Reductio ad absurdum,
except in the opposite direction, whatever that is in Latin. Extrapolation beyond all reason. All we do now is ask what its original purpose might have been.

“Yes, I’m sure that’s one of the many answers you’ve come seeking from me, and I’ve thoughts on the matter, of course. The mines do provide valuable resources for the worlds at the top of each stack; there’s no denying that, although it seems a small ambition for something so grand. I wonder if it is a device of some kind-an antenna, perhaps, transmitting vibrations through the temporal ether; or a generator, similar to wires connecting far-flung points of differing electrical potential. It could be a kind of cosmic glue, or conceivably even a weapon. I’m no closer to knowing the Structure’s intended purpose, and I’m the first to attempt a systematic study of it. See where it’s got me?

“Immortal, my arse. That’s just an error of parallax.

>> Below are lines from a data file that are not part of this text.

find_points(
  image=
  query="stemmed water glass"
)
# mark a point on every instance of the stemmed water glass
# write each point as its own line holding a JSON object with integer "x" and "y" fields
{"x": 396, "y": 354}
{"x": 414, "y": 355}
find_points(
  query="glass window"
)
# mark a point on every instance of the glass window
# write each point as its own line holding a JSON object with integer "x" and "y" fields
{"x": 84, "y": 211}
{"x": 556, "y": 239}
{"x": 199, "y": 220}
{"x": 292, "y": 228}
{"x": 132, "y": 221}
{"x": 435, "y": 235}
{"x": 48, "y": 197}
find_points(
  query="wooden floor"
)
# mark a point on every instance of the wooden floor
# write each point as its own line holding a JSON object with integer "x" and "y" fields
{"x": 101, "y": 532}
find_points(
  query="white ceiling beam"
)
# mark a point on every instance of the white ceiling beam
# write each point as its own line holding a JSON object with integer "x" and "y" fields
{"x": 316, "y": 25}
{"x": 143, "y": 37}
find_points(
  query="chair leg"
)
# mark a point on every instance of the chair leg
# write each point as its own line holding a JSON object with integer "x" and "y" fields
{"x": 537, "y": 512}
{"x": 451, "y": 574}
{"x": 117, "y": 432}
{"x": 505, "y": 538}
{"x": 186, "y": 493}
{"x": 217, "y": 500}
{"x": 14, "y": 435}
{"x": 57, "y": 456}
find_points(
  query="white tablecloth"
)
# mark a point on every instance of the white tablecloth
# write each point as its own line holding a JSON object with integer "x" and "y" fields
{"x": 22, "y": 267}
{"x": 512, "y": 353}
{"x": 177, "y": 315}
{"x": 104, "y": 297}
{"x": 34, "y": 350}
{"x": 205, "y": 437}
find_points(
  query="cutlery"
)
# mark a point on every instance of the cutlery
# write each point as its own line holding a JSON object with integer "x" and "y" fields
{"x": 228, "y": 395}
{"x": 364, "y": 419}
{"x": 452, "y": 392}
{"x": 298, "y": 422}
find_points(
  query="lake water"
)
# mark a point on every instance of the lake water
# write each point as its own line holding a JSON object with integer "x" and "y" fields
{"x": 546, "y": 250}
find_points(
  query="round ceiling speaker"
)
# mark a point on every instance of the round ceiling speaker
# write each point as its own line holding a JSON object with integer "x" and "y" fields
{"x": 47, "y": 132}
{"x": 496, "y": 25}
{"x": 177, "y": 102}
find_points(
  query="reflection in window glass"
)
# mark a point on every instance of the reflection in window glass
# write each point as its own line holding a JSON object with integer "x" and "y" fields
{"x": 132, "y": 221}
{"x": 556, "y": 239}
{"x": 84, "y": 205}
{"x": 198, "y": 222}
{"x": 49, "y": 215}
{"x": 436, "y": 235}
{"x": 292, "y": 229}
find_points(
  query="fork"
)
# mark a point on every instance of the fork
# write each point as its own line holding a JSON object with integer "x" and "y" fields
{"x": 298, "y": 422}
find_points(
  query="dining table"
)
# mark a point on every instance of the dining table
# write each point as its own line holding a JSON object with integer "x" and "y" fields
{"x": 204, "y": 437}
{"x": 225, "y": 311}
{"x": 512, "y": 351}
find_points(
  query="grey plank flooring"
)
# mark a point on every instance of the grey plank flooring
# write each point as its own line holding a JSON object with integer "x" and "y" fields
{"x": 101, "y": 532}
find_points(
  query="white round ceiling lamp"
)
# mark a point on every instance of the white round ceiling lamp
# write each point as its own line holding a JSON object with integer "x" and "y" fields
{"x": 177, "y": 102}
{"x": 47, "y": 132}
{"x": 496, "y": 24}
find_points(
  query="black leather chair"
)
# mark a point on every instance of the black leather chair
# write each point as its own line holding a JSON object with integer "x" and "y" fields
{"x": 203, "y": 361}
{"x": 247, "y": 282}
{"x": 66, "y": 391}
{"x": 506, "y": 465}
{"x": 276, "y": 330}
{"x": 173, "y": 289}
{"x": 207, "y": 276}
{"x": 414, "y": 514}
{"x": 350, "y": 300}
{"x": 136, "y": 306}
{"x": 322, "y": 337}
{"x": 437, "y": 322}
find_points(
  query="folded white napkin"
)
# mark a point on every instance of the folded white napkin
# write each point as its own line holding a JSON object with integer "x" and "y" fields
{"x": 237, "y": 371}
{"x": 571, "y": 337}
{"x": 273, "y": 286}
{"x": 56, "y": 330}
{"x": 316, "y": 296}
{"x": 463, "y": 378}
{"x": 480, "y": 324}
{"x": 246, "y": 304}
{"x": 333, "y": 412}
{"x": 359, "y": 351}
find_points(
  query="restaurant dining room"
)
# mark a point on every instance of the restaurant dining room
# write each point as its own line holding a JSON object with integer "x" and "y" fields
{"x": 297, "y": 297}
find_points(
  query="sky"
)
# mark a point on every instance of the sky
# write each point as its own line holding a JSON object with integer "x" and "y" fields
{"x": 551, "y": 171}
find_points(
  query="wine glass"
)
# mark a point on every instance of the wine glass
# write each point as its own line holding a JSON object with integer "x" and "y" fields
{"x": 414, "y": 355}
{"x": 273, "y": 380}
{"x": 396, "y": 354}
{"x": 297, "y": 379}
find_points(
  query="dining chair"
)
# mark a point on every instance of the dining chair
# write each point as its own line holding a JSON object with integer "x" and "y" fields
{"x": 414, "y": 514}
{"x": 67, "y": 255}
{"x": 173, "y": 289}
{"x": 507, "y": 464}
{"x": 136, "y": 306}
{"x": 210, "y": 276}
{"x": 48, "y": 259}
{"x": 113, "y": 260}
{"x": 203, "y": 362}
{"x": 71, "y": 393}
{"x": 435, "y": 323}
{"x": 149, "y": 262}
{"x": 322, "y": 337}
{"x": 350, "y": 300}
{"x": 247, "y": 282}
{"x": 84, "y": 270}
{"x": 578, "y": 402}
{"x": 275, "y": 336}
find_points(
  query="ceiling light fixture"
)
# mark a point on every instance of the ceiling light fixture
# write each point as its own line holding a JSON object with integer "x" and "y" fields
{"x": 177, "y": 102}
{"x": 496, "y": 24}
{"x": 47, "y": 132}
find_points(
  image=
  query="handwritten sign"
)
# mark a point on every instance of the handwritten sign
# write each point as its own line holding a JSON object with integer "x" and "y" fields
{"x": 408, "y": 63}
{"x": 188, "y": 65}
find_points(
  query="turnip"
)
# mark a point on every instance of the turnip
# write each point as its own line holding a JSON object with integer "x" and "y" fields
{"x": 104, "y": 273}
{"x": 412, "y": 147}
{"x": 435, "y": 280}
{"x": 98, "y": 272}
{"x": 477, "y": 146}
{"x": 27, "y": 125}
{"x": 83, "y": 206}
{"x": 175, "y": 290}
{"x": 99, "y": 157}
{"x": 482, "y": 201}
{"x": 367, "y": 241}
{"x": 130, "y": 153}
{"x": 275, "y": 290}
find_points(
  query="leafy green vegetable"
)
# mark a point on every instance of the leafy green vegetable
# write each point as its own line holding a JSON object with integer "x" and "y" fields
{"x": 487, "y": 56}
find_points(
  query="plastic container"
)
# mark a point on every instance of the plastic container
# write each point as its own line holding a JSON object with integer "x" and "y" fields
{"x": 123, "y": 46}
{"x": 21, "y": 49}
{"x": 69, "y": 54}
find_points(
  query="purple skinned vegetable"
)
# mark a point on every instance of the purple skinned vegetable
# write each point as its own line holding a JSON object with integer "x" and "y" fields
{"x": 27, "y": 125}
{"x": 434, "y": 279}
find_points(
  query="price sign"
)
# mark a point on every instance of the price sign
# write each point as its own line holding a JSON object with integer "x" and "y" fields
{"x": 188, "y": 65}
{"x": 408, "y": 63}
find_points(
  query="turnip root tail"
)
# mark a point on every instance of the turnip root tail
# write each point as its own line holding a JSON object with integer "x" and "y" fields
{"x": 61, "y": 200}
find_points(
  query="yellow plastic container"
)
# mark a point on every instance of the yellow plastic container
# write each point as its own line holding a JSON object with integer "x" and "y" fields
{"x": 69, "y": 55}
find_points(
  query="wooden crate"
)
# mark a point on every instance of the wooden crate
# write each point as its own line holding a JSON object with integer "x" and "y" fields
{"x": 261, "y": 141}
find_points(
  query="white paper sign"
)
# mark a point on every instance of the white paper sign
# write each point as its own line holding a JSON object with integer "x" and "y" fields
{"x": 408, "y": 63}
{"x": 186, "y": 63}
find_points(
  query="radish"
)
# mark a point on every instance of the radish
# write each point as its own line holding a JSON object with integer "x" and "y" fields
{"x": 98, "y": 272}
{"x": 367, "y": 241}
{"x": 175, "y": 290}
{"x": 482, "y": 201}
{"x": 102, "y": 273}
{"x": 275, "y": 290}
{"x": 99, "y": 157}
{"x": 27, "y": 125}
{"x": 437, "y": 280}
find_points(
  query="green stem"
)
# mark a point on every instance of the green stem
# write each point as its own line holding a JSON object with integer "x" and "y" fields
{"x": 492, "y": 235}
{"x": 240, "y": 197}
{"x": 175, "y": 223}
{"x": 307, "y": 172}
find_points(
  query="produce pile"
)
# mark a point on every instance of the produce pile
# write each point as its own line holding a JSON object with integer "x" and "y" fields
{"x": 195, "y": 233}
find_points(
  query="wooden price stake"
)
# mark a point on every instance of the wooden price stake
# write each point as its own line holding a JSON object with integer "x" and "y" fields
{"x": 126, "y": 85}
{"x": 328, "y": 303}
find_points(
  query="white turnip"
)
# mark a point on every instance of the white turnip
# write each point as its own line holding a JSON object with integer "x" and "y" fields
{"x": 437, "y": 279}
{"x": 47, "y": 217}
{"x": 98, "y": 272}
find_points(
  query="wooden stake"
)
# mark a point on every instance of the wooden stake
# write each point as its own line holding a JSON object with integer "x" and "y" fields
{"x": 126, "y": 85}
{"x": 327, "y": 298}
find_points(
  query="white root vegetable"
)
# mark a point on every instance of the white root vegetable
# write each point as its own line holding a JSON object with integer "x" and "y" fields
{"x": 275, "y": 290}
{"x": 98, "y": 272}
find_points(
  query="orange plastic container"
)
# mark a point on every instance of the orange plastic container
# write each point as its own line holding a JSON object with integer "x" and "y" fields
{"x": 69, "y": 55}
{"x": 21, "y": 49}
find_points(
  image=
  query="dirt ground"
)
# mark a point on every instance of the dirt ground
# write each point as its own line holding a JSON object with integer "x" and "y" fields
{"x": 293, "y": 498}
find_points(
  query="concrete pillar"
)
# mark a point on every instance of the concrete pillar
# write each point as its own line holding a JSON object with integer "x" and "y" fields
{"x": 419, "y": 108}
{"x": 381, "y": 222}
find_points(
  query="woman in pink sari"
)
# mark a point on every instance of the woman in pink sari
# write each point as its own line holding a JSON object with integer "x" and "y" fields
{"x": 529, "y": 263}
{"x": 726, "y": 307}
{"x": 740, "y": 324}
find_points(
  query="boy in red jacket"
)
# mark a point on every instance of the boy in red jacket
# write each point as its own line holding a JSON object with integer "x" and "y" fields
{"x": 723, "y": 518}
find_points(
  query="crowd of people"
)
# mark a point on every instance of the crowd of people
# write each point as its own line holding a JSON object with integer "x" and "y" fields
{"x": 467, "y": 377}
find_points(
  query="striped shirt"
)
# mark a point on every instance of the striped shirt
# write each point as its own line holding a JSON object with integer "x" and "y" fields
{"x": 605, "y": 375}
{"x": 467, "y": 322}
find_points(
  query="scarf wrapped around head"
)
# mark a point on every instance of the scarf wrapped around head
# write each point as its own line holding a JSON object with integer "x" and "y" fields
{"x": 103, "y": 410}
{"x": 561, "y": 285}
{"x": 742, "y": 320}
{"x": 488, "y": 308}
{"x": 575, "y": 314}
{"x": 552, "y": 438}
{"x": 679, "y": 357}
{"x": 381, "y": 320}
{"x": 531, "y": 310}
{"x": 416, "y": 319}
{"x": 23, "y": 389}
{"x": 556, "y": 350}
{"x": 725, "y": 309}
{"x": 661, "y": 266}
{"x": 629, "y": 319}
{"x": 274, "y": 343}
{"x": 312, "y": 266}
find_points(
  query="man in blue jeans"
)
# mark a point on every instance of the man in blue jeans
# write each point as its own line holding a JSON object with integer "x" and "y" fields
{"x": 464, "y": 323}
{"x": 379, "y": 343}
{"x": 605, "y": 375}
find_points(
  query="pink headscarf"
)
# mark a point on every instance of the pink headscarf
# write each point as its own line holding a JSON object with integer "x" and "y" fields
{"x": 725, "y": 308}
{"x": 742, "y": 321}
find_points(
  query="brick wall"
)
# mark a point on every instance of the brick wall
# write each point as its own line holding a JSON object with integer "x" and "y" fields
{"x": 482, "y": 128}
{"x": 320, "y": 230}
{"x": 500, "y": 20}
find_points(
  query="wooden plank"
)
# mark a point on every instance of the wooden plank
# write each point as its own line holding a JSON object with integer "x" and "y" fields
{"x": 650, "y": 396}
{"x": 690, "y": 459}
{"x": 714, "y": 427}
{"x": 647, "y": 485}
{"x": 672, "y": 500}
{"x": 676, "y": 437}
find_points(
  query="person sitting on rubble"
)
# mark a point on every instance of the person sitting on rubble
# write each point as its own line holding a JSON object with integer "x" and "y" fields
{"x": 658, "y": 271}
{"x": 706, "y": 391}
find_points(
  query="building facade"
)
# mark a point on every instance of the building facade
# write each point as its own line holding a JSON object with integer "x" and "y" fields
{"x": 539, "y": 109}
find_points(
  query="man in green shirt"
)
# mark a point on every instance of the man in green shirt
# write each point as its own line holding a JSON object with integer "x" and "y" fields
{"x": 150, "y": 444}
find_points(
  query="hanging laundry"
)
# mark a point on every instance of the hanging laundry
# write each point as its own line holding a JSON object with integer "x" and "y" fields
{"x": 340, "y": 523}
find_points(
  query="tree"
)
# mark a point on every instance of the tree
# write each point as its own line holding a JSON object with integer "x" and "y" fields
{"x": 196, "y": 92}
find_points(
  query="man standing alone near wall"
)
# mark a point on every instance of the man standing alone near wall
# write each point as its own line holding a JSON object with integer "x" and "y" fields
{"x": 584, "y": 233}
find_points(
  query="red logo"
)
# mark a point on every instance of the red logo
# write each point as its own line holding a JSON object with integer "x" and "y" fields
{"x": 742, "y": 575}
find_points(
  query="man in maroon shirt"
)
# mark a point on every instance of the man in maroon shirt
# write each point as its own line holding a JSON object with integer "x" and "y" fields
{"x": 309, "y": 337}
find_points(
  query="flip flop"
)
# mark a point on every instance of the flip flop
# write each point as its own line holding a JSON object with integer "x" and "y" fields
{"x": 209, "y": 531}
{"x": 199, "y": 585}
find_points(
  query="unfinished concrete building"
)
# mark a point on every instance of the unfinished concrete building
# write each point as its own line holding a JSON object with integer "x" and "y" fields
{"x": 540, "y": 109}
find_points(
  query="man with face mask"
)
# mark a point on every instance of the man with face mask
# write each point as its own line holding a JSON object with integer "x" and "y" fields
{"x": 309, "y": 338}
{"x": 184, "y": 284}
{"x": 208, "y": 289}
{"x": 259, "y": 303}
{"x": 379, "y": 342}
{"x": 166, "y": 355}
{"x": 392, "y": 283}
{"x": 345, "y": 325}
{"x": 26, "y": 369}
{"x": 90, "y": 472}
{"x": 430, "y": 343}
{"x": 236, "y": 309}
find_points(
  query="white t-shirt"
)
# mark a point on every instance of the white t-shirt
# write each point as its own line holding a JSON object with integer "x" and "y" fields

“Let me show you one thing I’ve learned. This is an analysis of the clock data I’ve collected from the bottoms of all the stacks. It’s crazy, isn’t it? I can barely look at it sometimes. It gives me bad dreams. Clocks ticking slow; clocks ticking fast-clocks going backwards, even. What does it all boil down to?

“My theory is that the transcendent shafts connect, not just different locations in the spacetime we come from, but locations in different space-times-universes, continuums, branes, whatever you want to call them. The Structure is the web tying all these different points together. The critical thing is that at some, perhaps all, of these locations, the arrow of time points in a different direction. Not just reverse, but left-right or up-down, or directions we can barely guess at. These different arrows of time exert a drag on the Structure as a whole, twisting and stretching the stacks so that there’s no universal time in the web at all any more. It’s all tangled and warped.

“Why? I don’t know. Maybe it was an accident. Maybe it’s part of a grand design we can only guess at. Either way, that’s how I can have been here a month, yet you think I’ve been here forever.

“And you-you tell me you’re tangled in a loop of some kind. That sounds perfectly possible, maybe even likely, given the mess around us. Why ever not? There’s nothing acausal about such loops, nothing acausal at all. They can be navigated—indeed they
must
be navigated, one way or another. The ravages of information entropy haven’t gobbled you up, so I take that as a proof of concept.

“What this means for the people who live here is a different question. Perhaps it’s nothing especially profound. We go about our lives as we always do, not really noticing any more than is necessary to ensure our day-to-day existence. Perhaps the finest ramification is one that Honeyman and I experienced. We’re among the first wave of explorers to leave Earth, which beyond doubt lacks the capacity to build something like this—but despite this very important fact, humans have somehow beaten us here. If time moved linearly in the Structure, it would have been empty. It wouldn’t even have existed for us to find! Yet everyone who comes to the Structure finds people here ahead of them. Where did they come from? Our future, I suppose. And in their past, they found the same thing. No one got here first. It’s always been inhabited. It always will be. There is no end to it, in time as well as in space. It just continues being. That’s why ‘Terminus’ is a terrible name for this organization you talk about. If there’s no beginning to the mine, there won’t be an end either.